Reformas valientes y cohesión social
Frente a la crisis de la zona euro, François Hollande ha considerado que la defensa del crédito de Francia no le dejaba otra opción que el rigor. Este objetivo se ha cumplido: el país financia su deuda a un coste menor. Sin embargo, no ha habido esa reactivación europea que debía compensar el efecto recesivo de esa política. Y la acomodaticia política monetaria llevada a cabo por el Banco Central Europeo, si bien nos ha evitado lo peor, no ha tenido, hasta el momento, resultados tangibles en el plano de la actividad. El aumento del índice CAC 40 de la Bolsa de París parece dejarse engañar por una nueva burbuja, alimentada por unas liquideces que, a falta de perspectivas, no logran invertirse en la economía real.
Ida y vuelta. Hace tan solo unos meses, tras las medidas fiscales adoptadas por el nuevo Gobierno, los despachos de abogados especializados estaban —así nos lo aseguraban numerosos medios de información— asediados por peticiones de deslocalización fiscal procedentes de empresarios exitosos y de ricos herederos. Ahora que la transparencia se está convirtiendo en norma, parece estar generándose un movimiento inverso. Los exiliados fiscales temen ser víctimas de las nuevas reglas de intercambio de información que se van a imponer a aquellos países hasta ahora adeptos al secreto bancario. De repente, se multiplican las peticiones de repatriación con la esperanza de beneficiarse de la benevolencia del fisco anticipándose a su llamada…
Los mismos que nos explicaban ayer que las fortunas estaban obligadas a irse de Francia por los excesivos gravámenes impuestos por el Gobierno, invitan ahora a los poderes públicos a mostrarse benevolentes con las ovejas descarriadas que vuelven al redil. Demos, pues, muestras de benevolencia, siempre que se respete el principio según el cual ninguna delincuencia, incluida la de cuello blanco, debe ser jamás recompensada. Nuestros exiliados deben pagar lo que habrían tenido que pagar, incluyendo las penalizaciones. Ni más ni menos.
Matices.
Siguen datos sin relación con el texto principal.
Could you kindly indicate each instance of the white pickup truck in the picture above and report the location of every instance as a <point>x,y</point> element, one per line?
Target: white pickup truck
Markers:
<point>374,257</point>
Admitamos que hay que actuar para que nuestro gasto público vuelva a una trayectoria sostenible. Admitamos que es prioritario actuar sobre la protección social (32% del PIB). ¿Ello significa que se deba cortar por lo sano y renunciar a un modelo social que ha permitido que las personas mayores salgan de la miseria y que garantiza una sanidad de alta calidad para todos? La respuesta es no. Paradójicamente, la crisis y el paro, lejos de reforzar la solidaridad, permiten a una parte de la patronal y de la oposición, con la que se turnan muchos comunicadores económicos, explicarnos que hemos entrado en otro mundo, que hay que cuestionar todo y renunciar a los logros adquiridos. Es un discurso que no responde a ninguna necesidad económica objetiva, pero que utiliza el pretexto del ascenso de los países emergentes para justificar una política de revancha social.
Quienes reclaman que se lleven a cabo “reformas valientes” —entiéndase por ello el cuestionamiento de las garantías adquiridas a lo largo de los años por los asalariados— son los primeros en exigir menos impuestos para los más ricos. ¿Y si la consecuencia del ascenso de los emergentes fuera, precisamente, que no podemos permitirnos ricos tan ricos?, ¿y que la prioridad, en interés de todos, fuera en primer lugar defender una cohesión social muy debilitada por cuarenta años de paro masivo?
Hay que optimizar los gastos en sanidad y adaptar el sistema de jubilaciones a las evoluciones económicas y demográficas. Pero en lugar de limitar el acceso a la sanidad a quienes menos tienen, actuemos para racionalizar la estructura de la oferta. Y si mañana tenemos que trabajar más tiempo, preocupémonos por garantizar el equilibrio del sistema de jubilaciones a través de unas normas equitativas, transparentes, negociadas y reversibles, sin ajustes brutales.